Where games are distributed through third party platforms such as the Apple App Store, this requires the cooperation of such third parties. We have already seen Apple occasionally using separate dialogue boxes after confirmation of higher-value in-app purchases to request consent for immediate performance and acknowledge the loss of the withdrawal right.

  • 1

    Directive 97/7/EC on the protection of consumers in respect of distance contracts, rec. 14.

  • 2

    Lutzi, Aktuelle Rechtsfragen zum Handel mit virtuellen Gegenständen in Computerspielen, NJW 2012, 2070.

  • 3

    OLG Karlsruhe, decision of 11 July 2018, docket no. 6 U 108/16 (unpublished).

  • 4

    BT-Drucks. 17/12637, p. 55.

  • 5

    See LG Karlsruhe BeckRS 2016, 12084; ECLI:DE:LGKARLS:2016: 0525.18O7.16.0A.

  • 6

    BT-Drucks. 17/12637, p. 55; LG Karlsruhe BeckRS 2016, 12084; ECLI:DE:LGKARLS:2016:0525.18O7.16.0A.

  • 7

    This argument is also made in OLG Karlsruhe, decision of 11 July 2018, docket no. 6 U 108/16 (unpublished).

  • 8

    LG Karlsruhe BeckRS 2016, 12084; ECLI:DE:LGKARLS:2016:0525.18O7.16.0A.; expressly confirmed on appeal by OLG Karlsruhe, decision of 11 July 2018, docket no. 6 U 108/16 (unpublished).
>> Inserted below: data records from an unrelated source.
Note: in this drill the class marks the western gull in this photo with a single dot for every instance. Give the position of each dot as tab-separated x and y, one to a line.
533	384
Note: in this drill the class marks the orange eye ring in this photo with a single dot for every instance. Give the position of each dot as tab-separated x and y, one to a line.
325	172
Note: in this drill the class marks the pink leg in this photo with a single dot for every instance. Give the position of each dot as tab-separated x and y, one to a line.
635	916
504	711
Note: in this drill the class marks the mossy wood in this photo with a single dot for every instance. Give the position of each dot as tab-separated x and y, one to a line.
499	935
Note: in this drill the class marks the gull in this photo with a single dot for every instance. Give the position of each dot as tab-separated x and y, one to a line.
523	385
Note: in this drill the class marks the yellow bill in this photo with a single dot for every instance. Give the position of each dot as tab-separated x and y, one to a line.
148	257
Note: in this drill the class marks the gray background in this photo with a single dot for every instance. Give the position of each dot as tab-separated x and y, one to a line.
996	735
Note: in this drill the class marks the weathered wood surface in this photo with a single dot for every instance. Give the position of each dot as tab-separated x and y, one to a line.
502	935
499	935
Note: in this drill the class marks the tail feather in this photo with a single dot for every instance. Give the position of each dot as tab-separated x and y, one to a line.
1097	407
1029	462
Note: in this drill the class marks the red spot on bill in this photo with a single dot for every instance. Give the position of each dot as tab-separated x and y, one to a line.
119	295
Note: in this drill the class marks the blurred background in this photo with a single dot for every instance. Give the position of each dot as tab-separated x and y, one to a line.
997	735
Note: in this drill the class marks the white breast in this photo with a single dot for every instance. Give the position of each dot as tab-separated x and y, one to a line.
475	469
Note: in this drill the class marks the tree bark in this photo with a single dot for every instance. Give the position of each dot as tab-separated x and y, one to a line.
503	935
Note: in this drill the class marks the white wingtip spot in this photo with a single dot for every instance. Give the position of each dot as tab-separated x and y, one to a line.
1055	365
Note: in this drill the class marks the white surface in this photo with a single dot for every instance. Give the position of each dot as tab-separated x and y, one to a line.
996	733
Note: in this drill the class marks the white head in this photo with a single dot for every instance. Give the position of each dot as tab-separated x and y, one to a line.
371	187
This analysis implies that virtual currency in a ‘digital wallet’ on a games platform may not be deemed digital content if it can be redeemed for different games or content within different games, but the court of course did not have to address this issue.

  • 9

    OLG München BeckRS 2016, 16429; ECLI:DE:OLGMUEN:2016: 0630.6U732.16.0A.

  • 10

    LG Karlsruhe BeckRS 2016, 12084; ECLI:DE:LGKARLS:2016:0525. 18O7.16.0A.

  • 11

    OLG Karlsruhe, decision of 11 July 2018, docket no. 6 U 108/16 (unpublished).

  • 12

    LG Berlin, BeckRS 2016, 13955; ECLI:DE:LGBE:2016:0630.52O340.15.0A.

  • 13

    DG Justice Guidance Document concerning Directive 2011/83/EU, available at https://ec.europa.eu/info/sites/info/files/crd_guidance_en_0_updated_0.pdf.

  • 14

    LG Köln, decision of 21 May 2019, docket no. 31 O 372/17 (unpublished and still subject to appeal at the time of writing).

  • 15

    The relevant sentence in the Danish version reads ‘I forbindelse med sådanne aftaler bør forbrugeren have en fortrydelsesret, medmindre forbrugeren har givet sit samtykke til, at leveringen i medfør af aftalen påbegyndes inden fortrydelsesfristen udløber, og har anerkendt, at vedkommende dermed vil miste sin fortrydelsesret.’, which must be translated as ‘In the case of such agreements, the consumer should have a right of withdrawal, unless the consumer has consented that the delivery under the agreement commence before the expiry of the withdrawal period and has acknowledged that he will thereby lose his right of withdrawal.’ (emphasis added).

  • 16

    cf. CJEU Case C-361/01 – Kik; ECLI:EU:C:2003:434 at para 87.

  • 17

    This provision requires that the purchase button be labelled ‘only with the words “order with obligation to pay” or a corresponding unambiguous formulation’ (emphasis added); German courts have been very strict against e-commerce traders that added other information to the button itself, cf. OLG Köln BeckRS 2016, 4482; ECLI:DE:OLGK:2016: 0203.6U39.15.00.

  • 18

    The Higher Regional Court of Karlsruhe mentioned both the Berlin decision and the EU Commission Guidance in its judgment and still concluded that a separate checkbox was dispensable.